How NOT to Write a Twitter Pitch

One of the things I love most about Twitter is that there are certain days where you can pitch your book to certain people with just a tweet. Today, Authoress is hosting a pitch contest in which writers can tweet their MS with the hashtag #BLOGPITCH. (For more information on Authoress and her contest, click here.) I’m going to participate, but in order to do that, I have to write a pitch.

And I’m terrible at writing pitches.

If you read the beginning of my last post, you know I said I’ve never been good at writing short stories because I tend to be wordy. So, if short stories are hard, just image a tweet. Because a tweet for this contest can only be 140 characters, minus the hashtag, which puts it at 129 characters (because of the space between the hashtag and the rest of the tweet).

So, with 129 characters, I’ll have to catch Authoress’s attention. Which is pretty funny for wordy me.

Not that I was going to let a mere 129 characters stop me. I knew that a pitch must include three things: the main characters, the conflict, and the stakes. So I turned on my MS playlist and gave it a shot:

For seventeen-year-old Emma, finding out why Alex is a ghost & fixing the problem would be so much easier if she didn’t have a huge crush on him…& if he was actually dead. #BLOGPITCH

For starters, the thing was 42 characters too long. Let me emphasize that: 42 CHARACTERS TOO LONG. Feel free to laugh, because I did. For another, it didn’t exactly include the stakes. Yeah, okay, NOT GOOD. But I gave it another shot:

Emma’s sure it’d be a lot easier to find out why Alex is a ghost if she didn’t have a huge crush on him…and if he was actually dead. #BLOGPITCH

Well, that pitch was only 3 characters too long, but still didn’t include the stakes. So I dug deep, gave it a few more attempts, and finally came up with this:

Only Emma knows hot classmate Alex isn’t dead…but going ghost will kill him if they can’t find out why it happened & fix it. #BLOGPITCH

I thought this one rocked. It had 5 characters to spare, included the main characters (Emma & Alex), the conflict (Alex is a ghost and they have to find out why), and the stakes (being a ghost will kill Alex if they don’t fix it). So I sent it off to two of my critique partners.
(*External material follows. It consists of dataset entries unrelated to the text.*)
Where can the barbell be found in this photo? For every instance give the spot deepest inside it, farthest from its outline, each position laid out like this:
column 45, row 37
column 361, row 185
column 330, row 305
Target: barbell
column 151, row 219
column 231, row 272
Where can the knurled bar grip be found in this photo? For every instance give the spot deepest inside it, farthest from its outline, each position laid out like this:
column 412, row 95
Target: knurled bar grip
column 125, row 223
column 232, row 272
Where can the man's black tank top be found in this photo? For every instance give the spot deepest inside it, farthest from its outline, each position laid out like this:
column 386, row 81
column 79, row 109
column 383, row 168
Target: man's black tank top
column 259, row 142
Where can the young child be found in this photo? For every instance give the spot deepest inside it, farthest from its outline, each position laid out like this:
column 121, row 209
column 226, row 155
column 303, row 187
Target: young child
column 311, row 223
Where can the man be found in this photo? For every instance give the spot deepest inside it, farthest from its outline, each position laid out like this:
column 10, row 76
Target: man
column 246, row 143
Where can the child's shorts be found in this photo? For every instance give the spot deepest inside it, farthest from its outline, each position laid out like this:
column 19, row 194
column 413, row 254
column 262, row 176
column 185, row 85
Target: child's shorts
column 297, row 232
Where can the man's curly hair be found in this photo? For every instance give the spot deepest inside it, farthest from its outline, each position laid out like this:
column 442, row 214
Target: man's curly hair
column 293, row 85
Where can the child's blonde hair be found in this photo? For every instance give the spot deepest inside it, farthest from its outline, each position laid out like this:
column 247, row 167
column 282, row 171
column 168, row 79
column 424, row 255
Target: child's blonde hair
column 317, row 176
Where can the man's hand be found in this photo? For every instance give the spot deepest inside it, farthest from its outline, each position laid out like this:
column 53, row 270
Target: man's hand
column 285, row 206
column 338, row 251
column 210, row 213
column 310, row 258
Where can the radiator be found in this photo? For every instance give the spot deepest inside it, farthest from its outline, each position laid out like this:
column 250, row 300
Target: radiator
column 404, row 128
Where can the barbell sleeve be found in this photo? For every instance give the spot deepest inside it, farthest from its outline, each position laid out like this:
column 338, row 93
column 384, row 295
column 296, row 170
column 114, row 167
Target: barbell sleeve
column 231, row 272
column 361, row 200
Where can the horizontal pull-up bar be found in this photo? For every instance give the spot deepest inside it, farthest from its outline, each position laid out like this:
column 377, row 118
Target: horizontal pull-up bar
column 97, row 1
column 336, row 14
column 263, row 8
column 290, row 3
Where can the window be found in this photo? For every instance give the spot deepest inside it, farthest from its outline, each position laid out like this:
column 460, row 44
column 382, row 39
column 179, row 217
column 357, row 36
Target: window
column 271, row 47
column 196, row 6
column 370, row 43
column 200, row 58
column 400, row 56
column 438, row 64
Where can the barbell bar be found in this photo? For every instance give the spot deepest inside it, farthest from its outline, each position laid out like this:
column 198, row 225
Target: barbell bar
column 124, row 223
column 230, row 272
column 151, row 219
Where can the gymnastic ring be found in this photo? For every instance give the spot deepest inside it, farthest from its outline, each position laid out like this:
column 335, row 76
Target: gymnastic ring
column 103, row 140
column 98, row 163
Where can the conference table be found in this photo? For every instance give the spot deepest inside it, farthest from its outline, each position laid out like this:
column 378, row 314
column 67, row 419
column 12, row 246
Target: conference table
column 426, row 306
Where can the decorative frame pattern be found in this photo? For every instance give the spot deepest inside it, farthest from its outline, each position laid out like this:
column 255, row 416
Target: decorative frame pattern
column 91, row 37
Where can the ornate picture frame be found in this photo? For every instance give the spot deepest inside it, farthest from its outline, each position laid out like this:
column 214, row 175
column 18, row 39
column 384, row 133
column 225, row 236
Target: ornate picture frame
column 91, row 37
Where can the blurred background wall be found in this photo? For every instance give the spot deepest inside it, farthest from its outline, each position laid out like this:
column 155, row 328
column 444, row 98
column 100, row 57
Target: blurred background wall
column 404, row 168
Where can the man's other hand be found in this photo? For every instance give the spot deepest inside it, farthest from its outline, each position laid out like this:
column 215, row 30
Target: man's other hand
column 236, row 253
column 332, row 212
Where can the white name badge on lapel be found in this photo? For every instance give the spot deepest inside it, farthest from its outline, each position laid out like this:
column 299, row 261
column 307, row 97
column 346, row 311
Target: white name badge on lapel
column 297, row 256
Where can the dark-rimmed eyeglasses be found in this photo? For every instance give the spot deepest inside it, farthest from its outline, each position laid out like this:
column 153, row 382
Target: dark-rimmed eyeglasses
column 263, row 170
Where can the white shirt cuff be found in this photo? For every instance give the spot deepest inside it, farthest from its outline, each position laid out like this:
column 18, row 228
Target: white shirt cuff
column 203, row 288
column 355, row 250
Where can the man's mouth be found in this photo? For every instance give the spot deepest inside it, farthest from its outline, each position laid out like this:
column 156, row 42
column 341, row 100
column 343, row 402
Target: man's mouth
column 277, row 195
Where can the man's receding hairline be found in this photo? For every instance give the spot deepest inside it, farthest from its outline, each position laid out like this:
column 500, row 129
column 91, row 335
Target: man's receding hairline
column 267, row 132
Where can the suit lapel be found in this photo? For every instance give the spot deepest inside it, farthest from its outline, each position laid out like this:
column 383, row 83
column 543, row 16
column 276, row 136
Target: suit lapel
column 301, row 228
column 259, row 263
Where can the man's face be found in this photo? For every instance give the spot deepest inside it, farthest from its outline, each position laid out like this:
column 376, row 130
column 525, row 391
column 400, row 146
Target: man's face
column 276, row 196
The first said it was great. The second pointed out a problem. Yes, in my MS, I explain the whole going ghost thing and it makes sense in the context of the story, but anyone who reads the tweet but hasn’t read the MS will be like WTF??? So my critique partner sent me a suggestion to get around the going ghost thing:

Everyone noticed Alex, until an accident turned him into a ghost. Now only nerdy Emma can see him, and help him turn back. #BLOGPITCH

I liked it. But while it fit in a tweet (with 7 characters to spare), I wasn’t sure it included the stakes (that this will kill Alex if they don’t fix it). So I took my CP’s suggestion and worked with it more. I came up with this:

After an accident turns popular classmate Alex into a “ghost,” only outcast Emma can see him & help him before it kills him. #BLOGPITCH

Now, this one fit the character requirements with 5 to spare. But I still wasn’t in love with it. For one thing, I struggled with the comma. Yes, it was supposed to go inside the quotation marks, I thought, but I Googled it just to be sure. I also wasn’t in love with the him, him, him…but I didn’t quite know how to fix that. Also, the it that’s the third word from the end, I wasn’t sure it was clear was that it was. Not that this one was BAD, I just wasn’t sure it was good enough.


For now, my pitch stands at this, but I plan to stalk the hashtag until this evening and see what others are pitching. I hope to borrow ideas from them on how to actually write a pitch because, as you can see, it’s definitely not my strong suit. If nothing else, I’ll go with this pitch, calling it my best shot at getting into this contest. I’ll also hope that with more characters (aka words) allowed in a query, I’ll be able to get an agent’s attention someday.